About one-third of responding states reimbursed psychiatric collaborative care model (CoCM) codes in FY 2022, with many states undetermined as to whether they will open such codes in the future (Figure 3). CoCM is a behavioral health integration model that enhances primary care by adding two services (and providers) to a primary care team: care management for patients receiving behavioral health treatment, and regular psychiatric inter-specialty consultation. CMS has developed specific CPT billing codes for COCM services. Fifteen states reported reimbursing these codes in FY 2022, with two more states planning to reimburse in FY 2023. An additional one-third of states (15) were undetermined about whether to reimburse these codes in the future,6  while the remaining 12 states reported no plans to open these codes.
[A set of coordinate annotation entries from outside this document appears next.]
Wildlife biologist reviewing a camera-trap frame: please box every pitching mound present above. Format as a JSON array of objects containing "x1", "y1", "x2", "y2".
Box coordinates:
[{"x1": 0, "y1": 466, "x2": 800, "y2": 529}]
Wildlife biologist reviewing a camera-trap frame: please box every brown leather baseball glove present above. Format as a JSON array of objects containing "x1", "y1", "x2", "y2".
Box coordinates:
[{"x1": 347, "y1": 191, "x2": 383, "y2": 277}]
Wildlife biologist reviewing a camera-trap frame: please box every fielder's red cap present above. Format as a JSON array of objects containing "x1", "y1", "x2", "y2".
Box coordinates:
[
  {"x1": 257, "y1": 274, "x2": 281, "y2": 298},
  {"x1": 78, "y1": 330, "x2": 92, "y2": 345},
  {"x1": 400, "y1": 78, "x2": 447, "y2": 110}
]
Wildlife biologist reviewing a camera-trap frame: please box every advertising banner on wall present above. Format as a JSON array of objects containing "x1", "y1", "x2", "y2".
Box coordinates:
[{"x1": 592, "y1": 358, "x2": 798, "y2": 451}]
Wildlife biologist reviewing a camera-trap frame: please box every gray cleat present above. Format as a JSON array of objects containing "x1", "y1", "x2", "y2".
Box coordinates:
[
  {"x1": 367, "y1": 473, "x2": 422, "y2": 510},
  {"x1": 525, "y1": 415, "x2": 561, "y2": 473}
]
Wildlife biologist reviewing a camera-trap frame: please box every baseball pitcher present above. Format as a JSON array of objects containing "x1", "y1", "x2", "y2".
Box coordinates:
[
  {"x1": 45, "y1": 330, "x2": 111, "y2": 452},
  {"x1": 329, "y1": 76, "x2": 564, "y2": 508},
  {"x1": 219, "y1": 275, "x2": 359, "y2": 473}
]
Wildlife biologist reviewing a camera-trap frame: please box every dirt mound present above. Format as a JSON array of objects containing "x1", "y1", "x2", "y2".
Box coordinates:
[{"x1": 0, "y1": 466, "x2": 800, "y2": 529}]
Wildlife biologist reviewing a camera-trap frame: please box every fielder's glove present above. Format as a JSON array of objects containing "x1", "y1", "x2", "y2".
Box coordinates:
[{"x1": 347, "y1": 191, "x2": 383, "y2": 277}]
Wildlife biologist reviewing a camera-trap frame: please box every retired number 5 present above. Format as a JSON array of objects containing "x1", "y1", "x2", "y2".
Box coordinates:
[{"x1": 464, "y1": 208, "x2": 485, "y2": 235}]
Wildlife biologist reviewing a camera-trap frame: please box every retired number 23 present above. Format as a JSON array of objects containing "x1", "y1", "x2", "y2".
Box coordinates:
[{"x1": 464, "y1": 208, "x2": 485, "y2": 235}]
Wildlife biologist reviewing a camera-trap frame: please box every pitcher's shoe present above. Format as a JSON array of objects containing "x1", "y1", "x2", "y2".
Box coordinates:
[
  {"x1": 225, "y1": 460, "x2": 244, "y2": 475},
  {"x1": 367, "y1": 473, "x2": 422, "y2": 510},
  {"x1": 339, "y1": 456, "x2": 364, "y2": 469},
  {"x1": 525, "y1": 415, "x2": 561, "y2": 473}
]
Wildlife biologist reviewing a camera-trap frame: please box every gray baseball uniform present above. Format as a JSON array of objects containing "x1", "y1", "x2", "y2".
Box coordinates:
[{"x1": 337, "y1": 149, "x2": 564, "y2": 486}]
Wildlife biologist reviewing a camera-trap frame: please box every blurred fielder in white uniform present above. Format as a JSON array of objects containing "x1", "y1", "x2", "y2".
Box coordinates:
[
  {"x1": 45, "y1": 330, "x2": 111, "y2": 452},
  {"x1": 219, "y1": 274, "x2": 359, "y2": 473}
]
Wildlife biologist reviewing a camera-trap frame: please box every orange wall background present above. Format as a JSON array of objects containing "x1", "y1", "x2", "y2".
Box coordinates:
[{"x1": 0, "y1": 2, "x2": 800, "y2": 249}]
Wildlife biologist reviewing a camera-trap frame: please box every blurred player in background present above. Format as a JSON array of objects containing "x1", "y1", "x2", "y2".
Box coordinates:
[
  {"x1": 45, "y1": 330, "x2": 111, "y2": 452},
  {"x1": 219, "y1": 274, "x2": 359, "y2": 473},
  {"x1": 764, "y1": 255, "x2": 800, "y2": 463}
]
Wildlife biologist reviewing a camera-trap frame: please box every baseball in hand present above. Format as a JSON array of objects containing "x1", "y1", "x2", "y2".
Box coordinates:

Medicaid Integrated Care Models: Recognition of Certified Community Behavioral Health Clinics (CCBHCs)

A small number of states reported promoting integrated care by adopting less extensive documentation requirements for primary care settings as compared to specialty behavioral health settings. Four states reported they had less extensive requirements in place in FY 2022 (Arizona, California, Maryland, and Texas) and one state planned to adopt less extensive requirements in FY 2023 (Arkansas). For example, Arizona formally recognizes accredited patient centered medical homes with behavioral health distinction as meeting documentation requirements without the need for additional auditing and is working to do the same for behavioral health homes.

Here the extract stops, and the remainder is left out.